Yanouh () is a village and municipality in the Byblos District of the  Keserwan-Jbeil Governorate, Lebanon. It is located 94 kilometers north of Beirut. Yanouh's inhabitants are predominantly Maronite Catholics. Its average elevation is 1,120 meters above sea level and its total land area is 147 hectares. Yanouh stands on the slopes of Joubbat El Mnaitra, five miles east of Qartaba, on the right bank high up in the ravine carved out by the Adonis River, now known as Nahr Ibrahim.

Yanouh, once a Phoenician center, is half-way between Byblos and Heliopolis (Baalbek), around 20 km as the crow flies from the Mediterranean Sea. Its Phoenician temple is a monument to the same religion as that of Apheca, but the later Roman temple was dedicated to Diana, the Roman goddess of the hunt and daughter of the god Jupiter.

Yanouh is known for its 2nd century CE Roman temple, its Byzantine basilica and medieval chapel. In 750 AD, at the time of the fifth Maronite patriarch, John Maron II, then installed in Yanouh, the Roman temple was converted into a church consecrated to Saint George. Between 750 and 1277, twenty-three successors of Patriarch John Maroun resided there; under the Crusades, the number of Yanouh's inhabitants had risen to 3500, while the churches numbered more than thirty-five. Yanouh is also notable for its Hellenistic cult building containing the earliest Aramaic inscription found in Lebanon.

History
The first Tell el Kharayeb (“Hill of Ruins”) remains in Yanouh date back to the third millennium BCE; these include a town of about  in diameter, surrounded by a defensive wall and a lower urban quarter extending towards the south of the site. Surrounding the hill are a number of rectangular underground tombs with walls built of carefully hewn parallelepiped blocks. From the 12th to the 4th century BCE the site witnessed significant agricultural and domestic development as manifested by archaeological artifacts found on site. Remnants of sandstone building from the second half of the 2nd century BCE were uncovered along with an Aramaic inscription belonging to the same Hellenistic period. The inscription is notable for being the  earliest known Aramaic writing to be found on Lebanese soil; it mentions a “House of God” and was dated to around 110-109 BCE.
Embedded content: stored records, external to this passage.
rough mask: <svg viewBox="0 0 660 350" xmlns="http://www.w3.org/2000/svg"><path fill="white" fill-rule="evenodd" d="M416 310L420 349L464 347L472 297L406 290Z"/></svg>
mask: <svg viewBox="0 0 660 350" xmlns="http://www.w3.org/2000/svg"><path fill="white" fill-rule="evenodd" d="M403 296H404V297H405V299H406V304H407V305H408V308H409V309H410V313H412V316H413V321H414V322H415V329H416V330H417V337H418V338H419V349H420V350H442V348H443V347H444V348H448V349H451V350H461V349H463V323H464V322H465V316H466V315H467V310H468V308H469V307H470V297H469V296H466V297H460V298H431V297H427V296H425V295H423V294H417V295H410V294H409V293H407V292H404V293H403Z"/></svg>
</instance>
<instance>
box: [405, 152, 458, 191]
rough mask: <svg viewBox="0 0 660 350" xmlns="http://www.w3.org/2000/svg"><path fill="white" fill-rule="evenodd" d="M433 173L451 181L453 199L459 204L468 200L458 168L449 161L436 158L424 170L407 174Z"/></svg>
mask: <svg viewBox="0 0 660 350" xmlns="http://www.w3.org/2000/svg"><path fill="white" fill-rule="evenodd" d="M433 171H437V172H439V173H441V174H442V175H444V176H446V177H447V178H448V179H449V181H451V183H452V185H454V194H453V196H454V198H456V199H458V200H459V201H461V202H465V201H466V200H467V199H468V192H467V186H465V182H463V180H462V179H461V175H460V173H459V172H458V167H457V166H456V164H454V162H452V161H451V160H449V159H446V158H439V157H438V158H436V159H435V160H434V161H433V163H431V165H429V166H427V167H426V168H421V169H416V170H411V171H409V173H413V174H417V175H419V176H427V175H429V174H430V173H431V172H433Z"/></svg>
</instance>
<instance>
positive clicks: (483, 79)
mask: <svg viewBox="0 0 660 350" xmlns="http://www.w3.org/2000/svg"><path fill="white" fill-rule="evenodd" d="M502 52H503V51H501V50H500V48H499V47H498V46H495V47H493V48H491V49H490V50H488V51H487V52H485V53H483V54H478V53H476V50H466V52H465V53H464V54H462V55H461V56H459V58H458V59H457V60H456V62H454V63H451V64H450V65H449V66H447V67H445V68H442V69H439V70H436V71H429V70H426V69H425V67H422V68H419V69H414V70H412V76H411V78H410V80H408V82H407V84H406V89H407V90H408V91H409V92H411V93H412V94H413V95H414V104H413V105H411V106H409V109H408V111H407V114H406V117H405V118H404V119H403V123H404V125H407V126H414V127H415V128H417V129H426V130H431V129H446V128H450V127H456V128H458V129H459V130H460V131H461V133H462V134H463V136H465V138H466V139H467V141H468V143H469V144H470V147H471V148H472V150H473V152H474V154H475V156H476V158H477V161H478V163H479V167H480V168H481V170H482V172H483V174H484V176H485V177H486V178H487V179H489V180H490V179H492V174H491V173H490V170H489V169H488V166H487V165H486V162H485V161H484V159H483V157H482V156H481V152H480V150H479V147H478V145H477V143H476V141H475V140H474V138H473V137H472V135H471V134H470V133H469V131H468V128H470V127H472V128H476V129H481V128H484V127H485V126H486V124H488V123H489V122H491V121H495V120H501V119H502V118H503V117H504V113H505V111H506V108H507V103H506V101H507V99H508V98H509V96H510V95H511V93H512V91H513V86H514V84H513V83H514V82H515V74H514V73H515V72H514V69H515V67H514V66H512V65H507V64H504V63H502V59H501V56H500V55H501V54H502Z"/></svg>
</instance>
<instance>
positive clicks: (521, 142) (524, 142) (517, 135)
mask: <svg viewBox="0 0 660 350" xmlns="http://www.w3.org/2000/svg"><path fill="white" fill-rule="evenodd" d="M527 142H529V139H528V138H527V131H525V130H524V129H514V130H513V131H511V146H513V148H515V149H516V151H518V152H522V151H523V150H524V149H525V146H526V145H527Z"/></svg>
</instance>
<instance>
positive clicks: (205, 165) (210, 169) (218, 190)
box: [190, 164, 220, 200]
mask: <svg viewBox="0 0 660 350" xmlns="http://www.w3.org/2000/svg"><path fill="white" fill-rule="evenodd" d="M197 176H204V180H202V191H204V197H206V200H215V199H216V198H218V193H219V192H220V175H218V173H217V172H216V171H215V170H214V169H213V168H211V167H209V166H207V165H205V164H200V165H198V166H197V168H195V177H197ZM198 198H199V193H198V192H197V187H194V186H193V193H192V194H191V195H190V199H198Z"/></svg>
Yanouh became an important Roman site and saw the construction of a great temple dedicated to Diana, the Roman goddess of the hunt and daughter of Jupiter, with annexes and a smaller temple.
In the Byzantine Period, between the 4th and 7th centuries CE, the portico of the Great Temple was torn down. A Christian basilica with columns was built towards the end of the 5th century. During the first half of the 7th century a fire destroyed much of the buildings and reconstruction and rearrangement immediately followed; the basilica with columns was replaced by one with pillars.
The whole site was transformed into a monastery.

The Christians of Yanouh enjoyed quiet and prosperity even under Umayyad rule. Under the harsh Abbasid domination, between the 8th and 9th centuries, the site was totally abandoned, only to be repopulated under the Crusaders between the 10th and 13th centuries where inhabitants numbered 3500. During this time a chapel was built to the north of the Great Roman temple, which was itself turned into a church; the basilica was reshaped with access from the south side and thirty-five chapels were added to form a monastery complex. During this period, more land was cleared for agriculture and village dwellings appeared on the tell.
The whole site became a monastery named The Virgin of Ianosh (Anoch) and became with Patriarch Yuhanna in 938 the patriarchal seat of the Maronite Church until the mid-13th century. Between 1215 and 1246, two papal bulls mentioned the seat of the patriarchs as being the Church of the Virgin of Ianosh.

In 1276, under Mameluke persecution, the Maronite Patriarchate moved from Yanouh to Saint Ilige in the village of  Mayfouq. In the 15th century Yanouh and its surroundings were occupied by Shiites. In 1534 war waged between Kaisites and Yamanites in Joubbat El Mneitra and a great many inhabitants left. The monastery and village of Yanouh were deserted once again and the area described by Patriarch Estephan El Douaihy as a desert.

Geography
Yanouh is situated at Joubbat El Mneitra, 5 km east of Kartaba, on the right bank of the upper valley of the Adonis river. It is 40 km east of Byblos and 80 km from the capital city Beirut.